The impact of mobile technology on Australia's productivity and workforce participation was the focus of a recent Deloitte Access Economics research report commissioned by The Australian Mobile Telecommunications Association (AMTA).

"The research found that mobile technology allows people with deafblindness to communicate, engage and interact, thereby improving their daily lives and opportunities to participate in the workforce", said AMTA's Chris Althaus.

Australia has over 31 million mobile phone subscribers who, on average, replace their handsets every 18 to 24 months.

"We know there are approximately 25.5 million unused mobiles sitting in homes and business around Australia, some of these may be smartphones that could help the deafblind community," Spyro Kalos from MobileMuster says. "Now is the perfect time to donate your unwanted mobile phone to a great cause".

iPhone 4 and above, Samsung Galaxy S4 and above, LG Nexus 7 and above, Nokia Lumia 540 and above are eligible for donation to the program.
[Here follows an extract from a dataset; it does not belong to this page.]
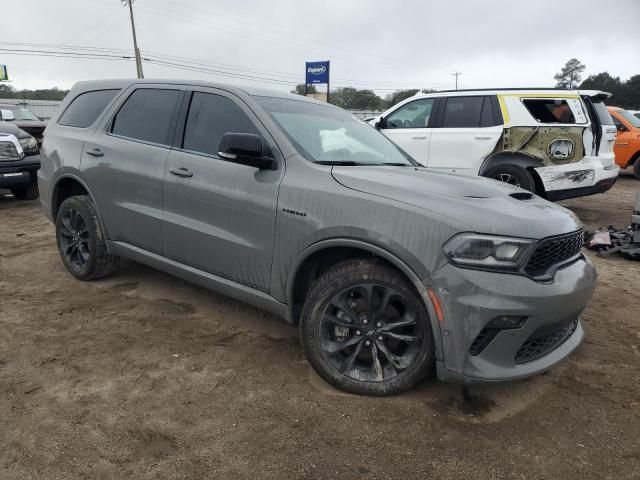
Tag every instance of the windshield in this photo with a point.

Able has requested no cracked screens, and to include the charger if you have it.

Each smartphone is checked to confirm it is working, and any data left of the phone is wiped to ensure privacy. MobileMuster says any mobiles and accessories that can't be reused will be recycled "in a safe, secure and ethical way, with all data being destroyed in the recycling process."

MobileMuster has over 3,500 drop off points around the country and you can donate an unwanted smartphone free of charge from anywhere in Australia by downloading a free reply paid label, packaging up your old smartphone and charger, attaching the label and posting it back.